I’m addressing a question I get asked on a daily basis by clients, “How far should I let my dog range”. This is a reasonable question. First I’ll define range. This is the distance that your dog hunts in front of you. Let’s not over complicate this simple idea. I could break this down to breed specifics, talk about pointers vs. flushers, scenting conditions, wind directions, cover density, etc. For the sake of discussion, I’m going to keep this as basic as possible.
I put a great deal of time into training a gun dog. I start each pup in a specific manner and methodically move them through the training process, with the ultimate goal being a finished gun dog. That being said, how far should we let them range? Simple, if I’m hunting and my dog is flushing birds out of gun range, the dog is too far out in front of me. If I’m hunting and the dog is pointing at greater distances, let’s say 200 yard out, sticking birds, holding them rock steady until the flush and shot, and making flawless retrieves, then that is a range the dog is capable of handling.
I think a better question to ask is “how do I control my dog’s range”? Whether you have a 40 yard bootlicker or a 200 yard rocket you still need to maintain control and adapt to conditions. I preach to my clients, that many people have sporting breeds but very few have hunting dogs and the difference is how the puppy is started from day one. So let’s remember the basics. We start off with every pup dragging a check cord. We do this for a reason. Yard work is the foundation for every future gun dog.
If we do not lay the foundation, range will be just one of the many problems you have with your dog. Maybe you need to go back to quartering drills to bring them into check. Maybe some reinforcement with the whoa command or sit to the whistle. All the simple drills we spent endless hours training before we transitioned the dog to the electronic collar need to be revisited.

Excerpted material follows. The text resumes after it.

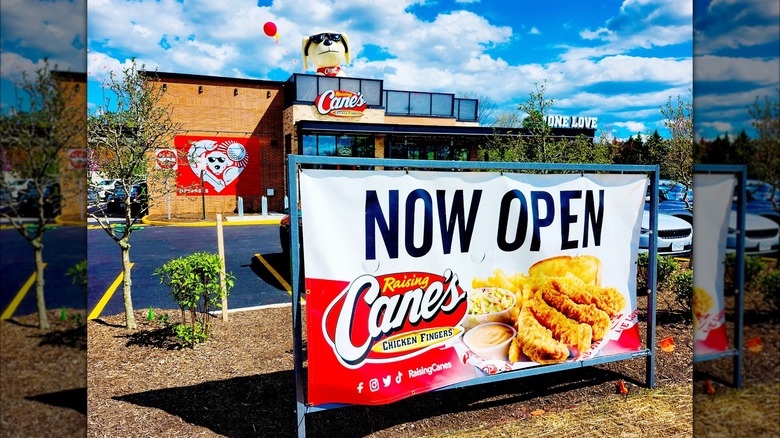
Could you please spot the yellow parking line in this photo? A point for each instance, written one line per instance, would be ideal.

Remember guys, we should be able to drive our dogs through the field like high dollar sports cars. When a command is given we require an immediate response from our dogs or they are instantly corrected. So my general rule is I give my dogs enough rope to hang themselves. If they are doing great and sticking points I let them range. If they need to be brought in a bit we go back to our quartering and whoa work and the basic foundation we laid in the beginning.